Quando ormai mi veniva da piangere, con un coltello da calzolaio tagliarono, a mezzo centimetro dagli scarponi, i due tubi di gomma che ormai erano corpo unico con la poltiglia. Mi tolsero lo zaino, mi fecero sedere in una poltroncina, e mi fecero allungare le gambe, con gli scarponi sempre chiusi, su di uno sgabello: dovevo stare un’altra mezz’ora: in tal modo la poltiglia si sarebbe raffreddata ulteriormente e si sarebbe consolidata meglio.

Poi mi fecero togliere gli scarponi a cinque ganci e mi dissero che, per due giorni, non avrei potuto sciare perché i piedi sarebbero rimasti lessi. Inoltre, per una settimana non dovevo indossare gli scarponi nuovi.

Quando misi gli scarponi nuovi da competizione, imparai che il cinquanta per cento della sciata dipende dagli scarponi. Comunque, con gli scarponi da competizione ai piedi, chiusi, non si può stare fermi: bisogna sciare e aprirli di nuovo al più presto.

Compresi allora perché chi fa discesa libera scende il più velocemente possibile: non è per arrivare con buon piazzamento : è semplicemente per aprire al più presto gli scarponi, ché altrimenti fanno impazzire. Vai giù velocissimo, caro mio e, appena arrivi, apri gli scarponi… ma state tranquilli che di mollare gli scarponi non se ne dimentica nessuno.

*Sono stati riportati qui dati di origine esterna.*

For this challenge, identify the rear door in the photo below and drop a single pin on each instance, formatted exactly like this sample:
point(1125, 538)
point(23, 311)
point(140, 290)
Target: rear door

Mentre prima, a detta di tutti, sciavo come un maestro, dopo una stagione che prendevo lezioni con Alberti mi dicevano che sciavo come un folle disperato: cioè come Osvaldo Alberti… mai insulto fu più apprezzato…

Mentre prima seguivo le cunette con un percorso obbligato dalle cunette stesse, ora ero in grado di scendere a gran velocità, tracciando delle gigantesche lettere ‘s’ perfette, con le gambe che assorbivano cunette, dislivelli, tratti ghiacciati o tratti fondenti.

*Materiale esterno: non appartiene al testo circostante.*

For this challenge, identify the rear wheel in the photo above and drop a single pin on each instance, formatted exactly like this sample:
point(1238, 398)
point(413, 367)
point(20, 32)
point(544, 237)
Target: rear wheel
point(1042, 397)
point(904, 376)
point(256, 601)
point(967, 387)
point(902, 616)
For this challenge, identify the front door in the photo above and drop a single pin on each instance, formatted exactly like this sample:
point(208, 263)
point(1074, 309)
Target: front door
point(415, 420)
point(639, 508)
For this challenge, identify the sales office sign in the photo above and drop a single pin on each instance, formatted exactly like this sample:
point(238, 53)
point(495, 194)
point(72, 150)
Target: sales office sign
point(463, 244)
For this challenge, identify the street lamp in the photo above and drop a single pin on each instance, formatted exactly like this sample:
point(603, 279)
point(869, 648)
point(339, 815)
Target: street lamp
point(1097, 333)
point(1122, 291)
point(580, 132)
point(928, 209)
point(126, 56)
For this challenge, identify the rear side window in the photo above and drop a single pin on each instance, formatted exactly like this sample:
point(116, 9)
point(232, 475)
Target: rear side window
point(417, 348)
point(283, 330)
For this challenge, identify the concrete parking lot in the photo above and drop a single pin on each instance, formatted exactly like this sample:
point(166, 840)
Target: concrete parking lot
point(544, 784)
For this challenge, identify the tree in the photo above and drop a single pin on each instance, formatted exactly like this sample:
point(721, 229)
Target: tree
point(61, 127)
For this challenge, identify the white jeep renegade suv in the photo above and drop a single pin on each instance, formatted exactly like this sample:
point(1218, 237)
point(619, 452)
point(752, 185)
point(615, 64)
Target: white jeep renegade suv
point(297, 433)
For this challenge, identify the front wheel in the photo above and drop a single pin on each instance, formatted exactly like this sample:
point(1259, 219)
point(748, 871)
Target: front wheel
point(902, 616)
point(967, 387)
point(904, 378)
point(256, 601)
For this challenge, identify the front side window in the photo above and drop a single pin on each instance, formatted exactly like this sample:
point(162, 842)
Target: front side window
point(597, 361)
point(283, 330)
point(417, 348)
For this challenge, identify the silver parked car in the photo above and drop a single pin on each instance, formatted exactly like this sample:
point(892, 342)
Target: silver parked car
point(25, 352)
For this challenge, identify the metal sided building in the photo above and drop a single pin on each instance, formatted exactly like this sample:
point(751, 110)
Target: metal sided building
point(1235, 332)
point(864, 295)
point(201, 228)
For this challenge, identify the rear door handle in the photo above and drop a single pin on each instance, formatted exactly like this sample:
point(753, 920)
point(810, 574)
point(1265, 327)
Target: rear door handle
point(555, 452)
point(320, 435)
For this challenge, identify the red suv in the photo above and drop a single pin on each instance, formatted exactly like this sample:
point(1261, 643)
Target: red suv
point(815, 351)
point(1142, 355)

E così, arrivò il giorno in cui Osvaldo Alberti mi fece un unico complimento e poi mai più. Vale la pena di parlarne.

In cima al Canalone Pomédes, in Tofana, alle sette di mattina, con la pista aperta appositamente per noi, con la neve durissima, Osvaldo Alberti mi disse: “Adesso, fai bene attenzione: scendiamo sino a Piè Tofana senza fermarci, a tutta velocità, eseguendo delle ‘esse’ larghissime, da una parte all’altra della pista, tanto, la pista è ancora chiusa, cunette o non cunette, dossi o non dossi, io ti precedo, tu mi segui e fai esattamente la strada che faccio io. Fatti il segno della Croce, perché ci si può far male.”

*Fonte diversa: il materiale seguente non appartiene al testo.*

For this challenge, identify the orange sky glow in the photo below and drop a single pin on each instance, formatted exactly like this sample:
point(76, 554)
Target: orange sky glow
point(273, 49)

Il segno della Croce se lo fece anche lui e partì ad una velocità folle. Se c’era una cunetta, le sue gambe si allungavano e talvolta spariva nella voragine, per poi riemergere; se c’era un dosso, lo assorbiva prima, con le ginocchia in bocca, in modo da ammortizzare e non essere proiettato nel vuoto.

Ed io… dietro…

Quando arrivò, Osvaldo Alberti si voltò, per vedere dove fossi… ma io ero già arrivato. Non fece alcun gesto. Disse solo, come parlando  tra sé: “Già qua…”. Quello fu l’unico complimento che ricevetti.

Nessun altro complimento ma in quel momento decise che avevo imparato abbastanza. Da quel giorno, mi insegnò solo paletti, perché disse che non avevo bisogno d’altro. I paletti erano di legno durissimo, nodosi, non come oggi, di plastica morbida. E le nocche delle mani, sotto i guanti, erano sempre sanguinanti e congelate.

Oggi? oggi… spianano le piste ed anche chi è alle prime armi può scendere come un pazzo, uccidendo sé stesso e pazienza ma può uccidere anche gli altri.

L’esordiente, non in forma fisicamente, accelera sempre di più perché curvare costa fatica. Poi, succedono gli incidenti.